From 0bd2fd757913e6519e3b3a1b05bfcaba927ca21e Mon Sep 17 00:00:00 2001
From: Tim Peters <tim.peters@gmail.com>
Date: Sun, 15 Jun 2025 22:46:35 -0500
Subject: [PATCH 1/5] Initial stab at implementing Stefan Pochmann's spiffy new
 minrun scheme.

---
 Misc/ACKS            |   1 +
 Objects/listobject.c |  51 +++++++++---------
 Objects/listsort.txt | 126 +++++++++++++++++++++++++++++++++++++------
 3 files changed, 137 insertions(+), 41 deletions(-)

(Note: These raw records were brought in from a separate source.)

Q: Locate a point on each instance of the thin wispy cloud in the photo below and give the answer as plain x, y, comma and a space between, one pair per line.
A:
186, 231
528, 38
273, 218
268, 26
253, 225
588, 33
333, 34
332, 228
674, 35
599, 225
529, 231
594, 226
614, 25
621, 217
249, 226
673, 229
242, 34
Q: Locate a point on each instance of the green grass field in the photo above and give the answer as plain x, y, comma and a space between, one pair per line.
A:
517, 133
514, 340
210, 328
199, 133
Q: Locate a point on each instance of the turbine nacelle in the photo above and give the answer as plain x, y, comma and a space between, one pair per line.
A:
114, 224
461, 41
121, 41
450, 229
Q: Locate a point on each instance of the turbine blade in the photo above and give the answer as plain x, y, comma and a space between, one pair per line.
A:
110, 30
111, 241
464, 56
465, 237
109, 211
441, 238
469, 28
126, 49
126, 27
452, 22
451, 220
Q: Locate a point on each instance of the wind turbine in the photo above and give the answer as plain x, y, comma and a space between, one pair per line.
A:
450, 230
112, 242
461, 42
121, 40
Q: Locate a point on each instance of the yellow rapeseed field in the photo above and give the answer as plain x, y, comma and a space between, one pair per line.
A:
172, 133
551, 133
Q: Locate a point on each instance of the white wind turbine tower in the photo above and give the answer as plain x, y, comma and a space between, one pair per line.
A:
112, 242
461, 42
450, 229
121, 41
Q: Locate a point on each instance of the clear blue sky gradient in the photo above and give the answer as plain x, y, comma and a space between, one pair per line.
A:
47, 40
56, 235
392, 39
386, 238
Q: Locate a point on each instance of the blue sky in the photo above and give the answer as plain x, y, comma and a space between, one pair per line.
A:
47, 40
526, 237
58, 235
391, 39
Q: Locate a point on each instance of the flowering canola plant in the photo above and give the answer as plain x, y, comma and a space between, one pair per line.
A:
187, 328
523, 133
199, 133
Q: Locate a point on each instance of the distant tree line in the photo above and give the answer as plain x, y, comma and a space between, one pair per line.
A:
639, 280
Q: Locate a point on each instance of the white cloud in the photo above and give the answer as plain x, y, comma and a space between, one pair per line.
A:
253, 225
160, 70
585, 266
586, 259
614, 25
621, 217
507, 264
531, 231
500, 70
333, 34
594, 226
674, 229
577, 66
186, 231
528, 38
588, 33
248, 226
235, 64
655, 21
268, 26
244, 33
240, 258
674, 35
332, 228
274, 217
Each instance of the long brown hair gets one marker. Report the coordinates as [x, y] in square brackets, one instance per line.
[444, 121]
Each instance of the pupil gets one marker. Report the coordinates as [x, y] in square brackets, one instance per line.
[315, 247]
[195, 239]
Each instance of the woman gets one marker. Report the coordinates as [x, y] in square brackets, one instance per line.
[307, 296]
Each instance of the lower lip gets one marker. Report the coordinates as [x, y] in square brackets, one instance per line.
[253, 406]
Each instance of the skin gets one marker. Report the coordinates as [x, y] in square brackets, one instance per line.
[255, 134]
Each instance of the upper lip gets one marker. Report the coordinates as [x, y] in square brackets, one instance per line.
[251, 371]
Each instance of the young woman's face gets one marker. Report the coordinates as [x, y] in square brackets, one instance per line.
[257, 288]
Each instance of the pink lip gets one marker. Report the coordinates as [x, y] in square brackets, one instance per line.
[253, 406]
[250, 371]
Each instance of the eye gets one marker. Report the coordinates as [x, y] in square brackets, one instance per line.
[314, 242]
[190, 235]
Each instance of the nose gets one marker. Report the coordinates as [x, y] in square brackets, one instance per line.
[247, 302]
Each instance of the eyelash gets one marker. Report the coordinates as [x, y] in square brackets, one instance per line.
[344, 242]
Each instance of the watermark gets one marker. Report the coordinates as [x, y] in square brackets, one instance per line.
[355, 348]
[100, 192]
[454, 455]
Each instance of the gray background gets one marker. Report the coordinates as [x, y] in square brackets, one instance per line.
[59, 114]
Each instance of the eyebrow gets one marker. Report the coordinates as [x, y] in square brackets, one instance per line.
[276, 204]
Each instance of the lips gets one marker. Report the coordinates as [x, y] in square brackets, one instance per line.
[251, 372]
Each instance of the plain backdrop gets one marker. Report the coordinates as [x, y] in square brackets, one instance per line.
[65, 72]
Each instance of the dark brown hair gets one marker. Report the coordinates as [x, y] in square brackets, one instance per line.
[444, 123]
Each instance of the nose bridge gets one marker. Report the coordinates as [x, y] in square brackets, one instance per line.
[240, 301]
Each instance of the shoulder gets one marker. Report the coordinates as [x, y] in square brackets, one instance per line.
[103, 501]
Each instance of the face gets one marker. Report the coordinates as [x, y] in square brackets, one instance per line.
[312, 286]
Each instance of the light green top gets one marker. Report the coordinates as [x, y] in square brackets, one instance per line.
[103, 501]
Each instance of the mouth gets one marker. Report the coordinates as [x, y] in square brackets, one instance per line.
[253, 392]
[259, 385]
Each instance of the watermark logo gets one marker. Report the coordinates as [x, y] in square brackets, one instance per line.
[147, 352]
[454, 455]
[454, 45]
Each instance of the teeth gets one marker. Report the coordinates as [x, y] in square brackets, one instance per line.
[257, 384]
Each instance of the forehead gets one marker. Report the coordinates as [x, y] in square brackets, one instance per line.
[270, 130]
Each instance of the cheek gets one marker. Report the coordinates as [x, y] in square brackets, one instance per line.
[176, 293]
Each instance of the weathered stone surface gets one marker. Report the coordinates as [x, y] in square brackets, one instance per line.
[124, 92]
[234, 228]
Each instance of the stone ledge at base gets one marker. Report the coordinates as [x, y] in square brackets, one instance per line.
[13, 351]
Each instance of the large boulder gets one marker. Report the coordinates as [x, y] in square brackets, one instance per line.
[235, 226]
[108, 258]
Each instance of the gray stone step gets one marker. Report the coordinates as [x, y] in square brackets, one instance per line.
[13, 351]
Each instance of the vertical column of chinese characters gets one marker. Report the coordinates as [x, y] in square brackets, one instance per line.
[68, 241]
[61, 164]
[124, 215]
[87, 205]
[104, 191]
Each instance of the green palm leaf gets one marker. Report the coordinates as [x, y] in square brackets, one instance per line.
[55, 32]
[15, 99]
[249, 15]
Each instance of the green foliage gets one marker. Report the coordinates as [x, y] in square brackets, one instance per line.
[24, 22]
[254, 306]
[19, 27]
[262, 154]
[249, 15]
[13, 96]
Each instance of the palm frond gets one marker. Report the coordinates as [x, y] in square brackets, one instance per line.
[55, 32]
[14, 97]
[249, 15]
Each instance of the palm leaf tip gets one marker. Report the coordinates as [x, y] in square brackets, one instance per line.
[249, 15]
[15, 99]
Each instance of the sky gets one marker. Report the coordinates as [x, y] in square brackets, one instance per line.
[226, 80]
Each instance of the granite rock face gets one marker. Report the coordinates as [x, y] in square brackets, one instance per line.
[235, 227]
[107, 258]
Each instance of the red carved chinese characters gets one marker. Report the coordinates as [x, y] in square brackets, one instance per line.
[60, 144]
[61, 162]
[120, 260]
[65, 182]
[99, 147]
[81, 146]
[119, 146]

diff --git a/Misc/ACKS b/Misc/ACKS
index d4557a03eb5400..f6cc0b54cbed4e 100644
--- a/Misc/ACKS
+++ b/Misc/ACKS
@@ -1480,6 +1480,7 @@ Jean-François Piéronne
 Oleg Plakhotnyuk
 Anatoliy Platonov
 Marcel Plch
+Stefan Pochmann
 Kirill Podoprigora
 Remi Pointel
 Jon Poler
diff --git a/Objects/listobject.c b/Objects/listobject.c
index c5895645a2dd12..49683e5e005532 100644
--- a/Objects/listobject.c
+++ b/Objects/listobject.c
@@ -1684,10 +1684,7 @@ sortslice_advance(sortslice *slice, Py_ssize_t n)
 /* Avoid malloc for small temp arrays. */
 #define MERGESTATE_TEMP_SIZE 256
 
-/* The largest value of minrun. This must be a power of 2, and >= 1, so that
- * the compute_minrun() algorithm guarantees to return a result no larger than
- * this,
- */
+/* The largest value of minrun. This must be a power of 2, and >= 1 */
 #define MAX_MINRUN 64
 #if ((MAX_MINRUN) < 1) || ((MAX_MINRUN) & ((MAX_MINRUN) - 1))
 #error "MAX_MINRUN must be a power of 2, and >= 1"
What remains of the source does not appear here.